The proof of Love at first sight arrived last week. In to our family was born a beautiful little baby, briefly here but sadly now Gone. Not my beautiful baby so I am not going to write too much except to say that no matter the knowledge that this would be the only outcome it doesn’t make loss any easier and no matter the short life lived the impact has been enormous in our family and the most especially for Holly’s parents.
And so I have been doing the only thing I know how, which is feeding the ones closest to me…

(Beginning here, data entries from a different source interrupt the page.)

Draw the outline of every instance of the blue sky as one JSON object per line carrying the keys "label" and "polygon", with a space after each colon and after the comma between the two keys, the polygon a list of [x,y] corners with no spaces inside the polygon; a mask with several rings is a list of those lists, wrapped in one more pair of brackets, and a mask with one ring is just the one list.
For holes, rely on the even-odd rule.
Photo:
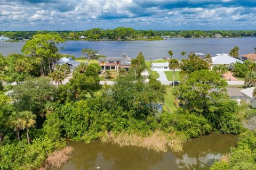
{"label": "blue sky", "polygon": [[0,30],[255,30],[256,0],[1,0]]}

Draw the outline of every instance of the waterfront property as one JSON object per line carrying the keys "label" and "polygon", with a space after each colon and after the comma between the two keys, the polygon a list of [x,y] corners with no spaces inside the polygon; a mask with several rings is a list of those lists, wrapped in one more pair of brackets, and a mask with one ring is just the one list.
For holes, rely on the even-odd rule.
{"label": "waterfront property", "polygon": [[195,53],[196,56],[201,57],[202,58],[204,58],[204,57],[205,56],[205,54],[203,53]]}
{"label": "waterfront property", "polygon": [[60,65],[66,64],[70,68],[70,70],[72,71],[78,66],[80,64],[80,62],[77,62],[76,61],[73,60],[73,58],[71,57],[63,57],[59,60],[57,63],[57,64],[59,64]]}
{"label": "waterfront property", "polygon": [[78,38],[80,39],[86,39],[87,37],[84,36],[82,36],[79,37]]}
{"label": "waterfront property", "polygon": [[4,37],[4,36],[2,35],[0,36],[0,42],[4,42],[4,41],[9,41],[11,40],[12,39],[8,37]]}
{"label": "waterfront property", "polygon": [[243,97],[242,97],[242,101],[246,103],[250,104],[252,108],[256,108],[256,100],[253,95],[254,89],[255,87],[252,87],[239,90],[243,96]]}
{"label": "waterfront property", "polygon": [[227,54],[217,54],[215,57],[212,57],[212,67],[218,66],[219,65],[223,65],[224,66],[229,66],[232,63],[236,62],[243,63],[243,62],[238,59],[232,57]]}
{"label": "waterfront property", "polygon": [[169,71],[169,63],[152,63],[151,70],[153,71]]}
{"label": "waterfront property", "polygon": [[241,99],[244,96],[243,94],[240,92],[239,89],[237,88],[234,87],[227,87],[227,94],[229,97],[236,101],[238,105],[241,104]]}
{"label": "waterfront property", "polygon": [[123,57],[99,57],[98,62],[104,71],[114,70],[118,71],[122,68],[129,70],[131,67],[130,58],[126,55],[123,55]]}
{"label": "waterfront property", "polygon": [[251,63],[256,62],[256,50],[254,53],[250,53],[247,54],[244,54],[240,57],[242,61],[248,61]]}

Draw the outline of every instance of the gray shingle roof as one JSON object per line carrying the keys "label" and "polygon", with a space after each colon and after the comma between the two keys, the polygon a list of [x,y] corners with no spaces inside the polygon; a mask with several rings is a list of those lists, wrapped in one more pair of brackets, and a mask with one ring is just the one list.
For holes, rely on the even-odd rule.
{"label": "gray shingle roof", "polygon": [[73,66],[77,66],[80,64],[80,63],[78,62],[77,62],[76,61],[70,60],[66,62],[65,62],[63,63],[61,63],[61,65],[64,64],[69,64],[73,65]]}
{"label": "gray shingle roof", "polygon": [[227,94],[229,97],[243,97],[243,94],[239,91],[240,89],[235,87],[226,88]]}

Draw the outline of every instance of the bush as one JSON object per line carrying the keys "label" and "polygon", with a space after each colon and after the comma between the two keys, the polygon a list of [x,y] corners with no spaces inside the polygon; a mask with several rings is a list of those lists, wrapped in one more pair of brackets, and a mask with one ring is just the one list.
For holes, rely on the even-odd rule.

Heart Warming Duck Raghu with Pan fried Gnocchi
There are a few steps to this recipe but it is worth it. Intensely flavourful, comforting heart warming winter meal. I roasted a duck the night before I wanted this dish and drained off the duck fat as it cooked which is now in the fridge for roasties. I use store bought gnocchi which after I cooked, I fried off for lovely crispy potato dumplings to accompany the raghu. This can be cooked and reheated the next day when it will be even better as it has time for all the flavors to develop.
1 Duck (If you are in Ireland, I love the range from http://www.Silverhillfarm.ie)
1 stick of celery washed and diced very small
2 cloves of garlic peeled and crushed
1 medium white onion peeled chopped and diced
3 carrots washed, peeled and diced very small
1 tin of chopped tomatoes
200ml each tomato puree and water or veg stock
3 tbsp tomato passata
1 tsp fennel seeds roasted and crushed
1/2 bottle wine
3 tbsp rape seed oil
salt and pepper
Crispy Duck skin
Roast the duck for about 2 hours
Peel some of the crispy skin off and reserve (If it isnt crispy enough put it back in the oven after you have cooked the duck and it will crisp up further). Remove all the meat from the bones and set aside to use in the raghu.
Heat 3 tbsp rape seed oil, add the garlic, onion, carrot and celery, stir to cover with oil, season well, reduce heat to medium, cover and cook for about 20 minutes until well cooked and sort
Add the passata and fennel seeds and cook for about 5 minutes
Turn up the heat, add the red wine, tin tomatoes, passata and water, briefly bring to the boil then reduce the heat and cook low and slow until you have a delicious sauce. Taste and adjust seasoning including a teaspoon of sugar if needed. Add the duck meat into the raghu and cook for a further 30 minutes or so until the meat and sauce are well incorporated.
cook the gnocchi in boiling salted water, drain on kitchen paper then fry until golden brown in oil and butter. Keep warm until ready to serve.
Ladle the raghu into warmed bowls, stir in the gnocchi, top with some grated parmesan and some sprinkles of the crispy duck skin.